Halong Bay School Bus
Our first excursion for the day was to a local fishing village where all the residents live on floating houses. They used to keep the houses bouyant with bamboo, then when that started to rot they moved to large styrofoam cubes. Unfortunately this caused big issues with pollution (styrofoam degrading and little balls floating out into the water) so about 3 years ago the German government donated a bunch of big plastic drums to float the houses on. Looks like about 60% have upgraded, then they ran out of money. Pollution used to be a huge problem, but as the village learned that cleaner water lead to more tourists, which in turn lead to more money, they've tried to clean up their act.

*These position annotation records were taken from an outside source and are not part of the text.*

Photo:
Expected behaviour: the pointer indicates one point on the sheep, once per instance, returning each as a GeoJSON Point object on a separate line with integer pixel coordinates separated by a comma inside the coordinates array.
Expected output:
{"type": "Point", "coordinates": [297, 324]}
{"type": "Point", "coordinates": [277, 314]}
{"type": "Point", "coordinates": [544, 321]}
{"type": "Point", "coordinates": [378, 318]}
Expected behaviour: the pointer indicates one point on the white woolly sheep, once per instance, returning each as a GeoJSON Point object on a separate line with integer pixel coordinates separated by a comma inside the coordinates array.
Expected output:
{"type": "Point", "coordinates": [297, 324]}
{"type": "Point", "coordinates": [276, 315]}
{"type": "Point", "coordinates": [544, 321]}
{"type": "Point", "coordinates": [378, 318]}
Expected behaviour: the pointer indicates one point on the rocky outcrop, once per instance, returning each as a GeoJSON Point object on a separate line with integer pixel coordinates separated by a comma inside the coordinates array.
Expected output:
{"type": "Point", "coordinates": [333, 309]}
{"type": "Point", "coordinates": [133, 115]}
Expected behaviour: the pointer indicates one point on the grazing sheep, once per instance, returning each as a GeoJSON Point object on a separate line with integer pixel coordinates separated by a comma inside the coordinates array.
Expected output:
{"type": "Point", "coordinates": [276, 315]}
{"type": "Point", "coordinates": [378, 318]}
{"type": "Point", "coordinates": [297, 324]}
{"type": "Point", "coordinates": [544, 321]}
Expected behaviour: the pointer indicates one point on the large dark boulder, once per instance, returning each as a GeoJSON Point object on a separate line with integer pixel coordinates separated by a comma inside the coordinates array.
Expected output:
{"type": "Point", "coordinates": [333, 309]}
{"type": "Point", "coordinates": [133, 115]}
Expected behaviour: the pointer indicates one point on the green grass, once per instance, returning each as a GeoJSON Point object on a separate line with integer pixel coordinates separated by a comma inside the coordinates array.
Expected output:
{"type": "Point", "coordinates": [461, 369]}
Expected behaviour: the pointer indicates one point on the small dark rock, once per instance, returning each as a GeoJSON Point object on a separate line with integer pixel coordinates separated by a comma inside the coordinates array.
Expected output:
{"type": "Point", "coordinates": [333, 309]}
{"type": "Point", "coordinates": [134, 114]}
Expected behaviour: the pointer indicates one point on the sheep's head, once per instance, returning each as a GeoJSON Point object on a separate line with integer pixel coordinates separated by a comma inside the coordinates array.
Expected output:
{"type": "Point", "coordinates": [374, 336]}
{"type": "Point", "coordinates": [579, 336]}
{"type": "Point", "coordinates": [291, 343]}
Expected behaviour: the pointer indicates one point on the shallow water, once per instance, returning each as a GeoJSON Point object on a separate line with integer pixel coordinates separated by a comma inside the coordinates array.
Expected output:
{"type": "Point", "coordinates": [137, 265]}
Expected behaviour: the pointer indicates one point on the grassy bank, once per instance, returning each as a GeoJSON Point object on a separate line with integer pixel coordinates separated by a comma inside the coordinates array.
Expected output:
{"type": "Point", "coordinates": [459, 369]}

We hopped on little 3 and 4 person boats rowed by locals and had a look around. First off we went to the local primary school and saw all the kids rowing home for lunch, then we rowed over to the oyster farm where they create pearls. It was pretty interesting to see, especially when they shucked an oyster and popped out a pearl in front of us. There was a slick of pollution on the surface of the water, quite a few small dead fish (went overboard on the styrofoam?) and a small amount of floating rubbish. Looks like they have a little way to go yet.
Who Needs A Solid Foundation?
After that - back to the boat for lunch. Another 5 course deal (we are getting little potbellies :-/) and we sat with the German couple again. They're very nice, big travellers, divers and trekkers. The afternoon excursion was a kayaking trip to a 'remote beach' where we could swim, play soccer and apparently play with puppies. Sounds too good to be true... We set out on our kayak. We are still not very good, but having a real kayak instead of a blow up one means it's a lot more comfortable, no broken nails and significantly easier to handle.
Pretty Scenic When We Could See It
Arrived at our 'remote beach', which was in fact the same beach every boat with this company takes their passengers to, so it was well equipped with deck chairs, rubbish bins, a shelter, and at least one boat load of other tourists in addition to ourselves. Oh well, still ridiculously scenic! The fog started to lift a little and the sun even made a guest appearance for a few minutes. Everyone 'ohh'd and ahh'd' and took pictures. The crew played a game of soccer against the passengers. I guess this is the only chance they get for a real run around working on the small ship all the time. One of the local dogs had just given birth to a litter of 8 puppies 2 weeks ago, so they were all happily trotting around the beach and soaking up the adoration of all the tourists. They had their fill of cuddles and then formed a puppy pile and all took a nap. Cute. (Don't worry Mum, we didn't touch them.)
We Have Seriously Amazing Self Control
We had a bit of time on the boat to shower, then we are off to dinner in a cave and a special surprise. Oooh. The cave is up on the cliff face on the same island that held the beach. We walked up almost 100 steps, all lit with tiki torches, from the tender to the entrance to the cave. Inside the cave was a long dining table with candles and roses set up. It was very picturesque, very romantic. Our guide told us the owner of the cruise company we went with (Indochina Junk) has a 50 year lease on the island. He created the beach and convinced some villagers living in the cave to move out so they could use it for these dinners. Not sure how I feel about any of that- kicking out villagers and altering the island so substantially when it's a UNESCO World Heritage Site, but decide to not think about it too deeply and just enjoy dinner.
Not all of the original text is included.